The prototypical issue used when discussing the ethical, legal and social issues associated with scientific progress in genetics has been genetic discrimination (GD). Lawyers and ethicists have been quick to point out the risk that uninhibited genetic progress would entice governments and institutions to treat people differently on the basis of their genetic constitution . GD has been defined in many ways, a mark of the influence of divergent sociocultural and scholarly backgrounds. Insurers write of 'rational (actuarial)-irrational discrimination' , lawyers write of 'legal-illegal (illicit) discrimination' , whereas patients generally adopt a much broader definition encompassing all differential, negative treatments of an individual based on his or her genetic makeup . However defined, widespread GD could potentially result in practices that exclude segments of the population from access to basic social necessities such as healthcare, insurance, housing, reproductive freedom and employment. Mass media has joined the debate, ensuring that the issue of GD is not confined to isolated academic discourse .

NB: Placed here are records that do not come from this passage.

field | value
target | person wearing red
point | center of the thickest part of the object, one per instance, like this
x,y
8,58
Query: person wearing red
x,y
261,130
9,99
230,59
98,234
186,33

Among the fields of potential discrimination, one of the most commonly-debated topics has been the use of genetic information by the insurance industry to select applicants and determine insurance premiums. The dual nature of personal insurance, which is partly considered as both a public and private good in most jurisdictions, and the relatively limited amount of public trust in the practices of the private insurance sector might explain some of this attention. Policymakers themselves have entered the arena of debate following substantial pressure from their constituents. In continental Europe, the legislative response has been swift and strong. GD is prohibited by the Convention on Biomedicine (1997), the Charter of Fundamental Rights of the European Union (2000), and the national legislation of many individual countries . In the United States, the much-discussed Genetic Information Nondiscrimination Act of 2008 (GINA) (2008) offers protection mainly in the domains of health insurance and employment . In the United Kingdom, the Association of British Insurers and the British government have agreed on a Concordat and Moratorium on Genetics and Insurance that significantly restricts the capacity of British insurers to request genetic information from insurance applicants . Australian (2008 amendment to the Disability Discrimination Act), Canadian and East Asian policymakers have also been active in this area, although less so than their European counterparts [6,9].
This paper focuses on GD in the field of life insurance. Life insurance facilitates the economic security of the policy holder. It is often described as a quasi-essential social good, a gateway good necessary to have access to important social and economic activities that provide considerable peace of mind to the policyholder . Access to life insurance is far from universal and it must generally be purchased through a contractual agreement with a private insurance company. The majority of life insurance applicants are accepted at a standard rate set by insurance companies. Nevertheless, for the small group of individuals excluded from the common pool, the consequences can be dire .
Is the substantial attention given to the question of GD in academic literature, popular media and policymaking circles justified by the empirical evidence currently available? In other words, are the observed concerns and responses based on documented cases of discrimination, anecdotes or other less visible factors? This question prompted us to undertake a study, which to our knowledge is the first attempt to systematically review all available empirical evidence of GD using the life insurance sector as a subject of analysis. This study analyzes actual cases of discrimination, the evidentiary limitations, and the possibility of drawing overarching conclusions from the available evidence.